I'm so sorry that you are going through this also. It does get easier but you never forget them. *hugs*


----------



## Arianwen

Really sorry for you but it is human instinct for those of us who love our cats to beat ourselves up. Even if you had been in an easier situation something else might have happened. I have known cats be electrocuted or even get into washing machines in their own homes not to mention dozens of other incidents. PLEASE don't feel any guilt - you had a special bond- celebrate that even in your memories.


----------



## Briii

One of those nights when you realize you are totally not done grieving over your best friend and you break down all over again  thanks for the replies... They help. My other cat had his kittens a week ago. She is a grey white and orange tabby.
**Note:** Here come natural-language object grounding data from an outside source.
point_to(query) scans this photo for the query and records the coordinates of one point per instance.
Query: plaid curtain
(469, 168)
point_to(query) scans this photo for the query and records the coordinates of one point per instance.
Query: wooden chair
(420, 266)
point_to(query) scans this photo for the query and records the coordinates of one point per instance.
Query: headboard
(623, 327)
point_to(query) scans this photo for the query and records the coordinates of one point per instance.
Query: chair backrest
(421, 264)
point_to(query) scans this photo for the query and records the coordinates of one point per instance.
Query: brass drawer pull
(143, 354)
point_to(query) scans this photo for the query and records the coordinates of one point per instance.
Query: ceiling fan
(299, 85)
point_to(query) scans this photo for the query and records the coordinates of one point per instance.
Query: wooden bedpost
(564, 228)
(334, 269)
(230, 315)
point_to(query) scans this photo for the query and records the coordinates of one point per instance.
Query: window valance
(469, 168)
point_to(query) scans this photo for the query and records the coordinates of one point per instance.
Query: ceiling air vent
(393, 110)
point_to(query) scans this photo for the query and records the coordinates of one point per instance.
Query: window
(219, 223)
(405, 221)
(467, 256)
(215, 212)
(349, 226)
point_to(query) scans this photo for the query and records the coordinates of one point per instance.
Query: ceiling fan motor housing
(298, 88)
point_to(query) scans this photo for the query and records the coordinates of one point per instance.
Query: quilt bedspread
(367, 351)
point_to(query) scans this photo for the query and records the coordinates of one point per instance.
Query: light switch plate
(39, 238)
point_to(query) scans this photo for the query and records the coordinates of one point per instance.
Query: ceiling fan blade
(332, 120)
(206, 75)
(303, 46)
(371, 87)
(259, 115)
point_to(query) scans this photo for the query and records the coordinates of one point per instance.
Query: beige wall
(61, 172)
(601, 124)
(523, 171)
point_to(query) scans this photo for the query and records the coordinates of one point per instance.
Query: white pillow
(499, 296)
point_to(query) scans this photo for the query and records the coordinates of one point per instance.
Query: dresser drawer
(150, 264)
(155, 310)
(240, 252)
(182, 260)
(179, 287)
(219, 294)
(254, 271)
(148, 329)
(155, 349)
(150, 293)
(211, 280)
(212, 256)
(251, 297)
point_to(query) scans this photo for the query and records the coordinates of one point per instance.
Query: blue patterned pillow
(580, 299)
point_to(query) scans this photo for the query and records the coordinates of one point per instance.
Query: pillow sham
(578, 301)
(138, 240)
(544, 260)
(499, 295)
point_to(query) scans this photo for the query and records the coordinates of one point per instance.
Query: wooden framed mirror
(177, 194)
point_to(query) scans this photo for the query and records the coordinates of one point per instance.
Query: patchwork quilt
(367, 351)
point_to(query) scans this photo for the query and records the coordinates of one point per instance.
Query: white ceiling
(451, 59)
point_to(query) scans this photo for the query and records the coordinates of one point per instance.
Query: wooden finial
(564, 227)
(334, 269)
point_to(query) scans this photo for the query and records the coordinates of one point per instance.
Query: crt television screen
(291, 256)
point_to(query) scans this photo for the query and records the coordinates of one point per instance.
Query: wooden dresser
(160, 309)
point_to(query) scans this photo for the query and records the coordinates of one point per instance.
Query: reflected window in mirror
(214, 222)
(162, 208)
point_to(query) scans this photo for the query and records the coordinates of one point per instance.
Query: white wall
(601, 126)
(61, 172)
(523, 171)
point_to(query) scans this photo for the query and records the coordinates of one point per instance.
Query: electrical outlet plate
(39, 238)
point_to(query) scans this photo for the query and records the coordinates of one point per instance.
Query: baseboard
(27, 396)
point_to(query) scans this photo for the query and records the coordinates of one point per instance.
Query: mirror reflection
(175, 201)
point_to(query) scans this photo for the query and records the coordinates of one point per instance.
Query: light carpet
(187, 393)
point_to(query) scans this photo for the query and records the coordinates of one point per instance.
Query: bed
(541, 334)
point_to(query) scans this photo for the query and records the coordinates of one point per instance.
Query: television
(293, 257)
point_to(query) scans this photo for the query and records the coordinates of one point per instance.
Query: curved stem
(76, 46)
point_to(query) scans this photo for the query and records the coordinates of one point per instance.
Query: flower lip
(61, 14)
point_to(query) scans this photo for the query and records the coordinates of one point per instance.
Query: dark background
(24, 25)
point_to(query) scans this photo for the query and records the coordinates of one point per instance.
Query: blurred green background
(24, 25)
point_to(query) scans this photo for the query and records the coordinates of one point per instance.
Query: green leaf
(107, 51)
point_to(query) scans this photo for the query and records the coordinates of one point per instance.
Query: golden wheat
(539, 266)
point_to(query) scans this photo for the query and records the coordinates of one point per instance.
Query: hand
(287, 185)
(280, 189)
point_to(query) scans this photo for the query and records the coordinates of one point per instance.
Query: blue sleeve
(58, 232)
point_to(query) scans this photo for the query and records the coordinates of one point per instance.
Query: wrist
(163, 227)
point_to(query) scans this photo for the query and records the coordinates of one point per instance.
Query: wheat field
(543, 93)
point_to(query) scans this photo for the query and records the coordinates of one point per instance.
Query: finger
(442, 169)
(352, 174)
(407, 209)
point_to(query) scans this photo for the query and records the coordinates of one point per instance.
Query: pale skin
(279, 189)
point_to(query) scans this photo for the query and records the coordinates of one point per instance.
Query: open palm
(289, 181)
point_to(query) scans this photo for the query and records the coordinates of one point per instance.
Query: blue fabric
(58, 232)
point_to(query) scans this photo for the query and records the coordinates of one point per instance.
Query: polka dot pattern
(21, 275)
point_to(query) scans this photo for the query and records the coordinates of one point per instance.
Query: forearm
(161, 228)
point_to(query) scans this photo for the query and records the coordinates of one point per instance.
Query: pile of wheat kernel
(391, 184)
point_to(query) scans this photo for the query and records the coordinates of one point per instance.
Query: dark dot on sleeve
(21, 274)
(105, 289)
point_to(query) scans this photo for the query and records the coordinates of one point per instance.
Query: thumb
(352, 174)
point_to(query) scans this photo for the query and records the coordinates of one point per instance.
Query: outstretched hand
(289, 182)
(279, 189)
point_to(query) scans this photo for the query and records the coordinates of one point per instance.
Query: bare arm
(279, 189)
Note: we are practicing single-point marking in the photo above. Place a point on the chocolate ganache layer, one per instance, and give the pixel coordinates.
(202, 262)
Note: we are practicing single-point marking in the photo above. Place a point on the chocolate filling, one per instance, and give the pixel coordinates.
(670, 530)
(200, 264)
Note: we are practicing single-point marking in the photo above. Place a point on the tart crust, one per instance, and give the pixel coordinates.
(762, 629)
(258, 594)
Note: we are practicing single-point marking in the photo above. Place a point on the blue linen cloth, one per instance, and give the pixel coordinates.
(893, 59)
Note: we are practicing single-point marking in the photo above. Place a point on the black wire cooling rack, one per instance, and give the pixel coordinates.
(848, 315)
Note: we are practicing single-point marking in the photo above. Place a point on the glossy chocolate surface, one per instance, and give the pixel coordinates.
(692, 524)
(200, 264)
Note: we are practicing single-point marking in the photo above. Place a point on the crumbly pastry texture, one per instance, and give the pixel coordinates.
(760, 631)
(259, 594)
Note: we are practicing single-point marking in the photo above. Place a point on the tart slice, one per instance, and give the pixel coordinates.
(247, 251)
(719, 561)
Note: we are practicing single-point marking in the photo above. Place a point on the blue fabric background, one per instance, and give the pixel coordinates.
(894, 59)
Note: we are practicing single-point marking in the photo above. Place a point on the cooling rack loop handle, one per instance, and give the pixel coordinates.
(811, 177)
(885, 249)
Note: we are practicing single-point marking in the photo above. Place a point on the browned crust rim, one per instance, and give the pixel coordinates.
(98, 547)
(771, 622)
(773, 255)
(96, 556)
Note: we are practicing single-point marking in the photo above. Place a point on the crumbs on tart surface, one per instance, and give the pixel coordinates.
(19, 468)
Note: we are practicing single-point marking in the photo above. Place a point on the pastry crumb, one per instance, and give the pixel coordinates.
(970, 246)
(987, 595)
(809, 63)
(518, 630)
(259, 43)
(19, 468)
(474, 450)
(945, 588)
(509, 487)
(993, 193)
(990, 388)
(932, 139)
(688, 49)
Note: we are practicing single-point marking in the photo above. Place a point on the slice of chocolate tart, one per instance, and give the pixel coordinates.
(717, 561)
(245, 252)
Gandalf was grey with black and white ghost markings.... Any chance one of the three greyish kittens will look like he did ? Everyone also says I shouldn't try and 'replace' him but I just loved him so darn much. I want a cat that meows like him and cuddles like him and feels like him....


----------



## Briii

Gandalf and his surviving wifey Gimley


----------



## howsefrau32

I cried reading this too. Just know that the past 8 months you gave to your boy made up for his entire life he had outside when he had no one. You two were so lucky to have each other. Hopefully one day, when you have people around you that don't mind you have another cat, you can find another feral or stray baby to take in and rescue. I have Arwen, my feral girl, who is completely outdoors....she is not a candidate to be indoors at all, and I have 3 indoor cats, but I worry about her and all the dangers that go with being an outdoor cat. So sorry for your loss.


----------



## Briii

That pic didn't post.. trying again:










So gorgeous 



















They were love birds! I have never seen two cats cuddle more...


----------



## NebraskaCat

Aw, I love blue cats and I double-love the big cheeked boys. I'm so sorry for your loss. I bet he provided a lot of happiness to you and your other kitty. He died way too soon, but he died knowing he was loved.


----------



## cat owner again

I am so sorry for your loss. I remember every one of my animals as they were all memebers of my family.


----------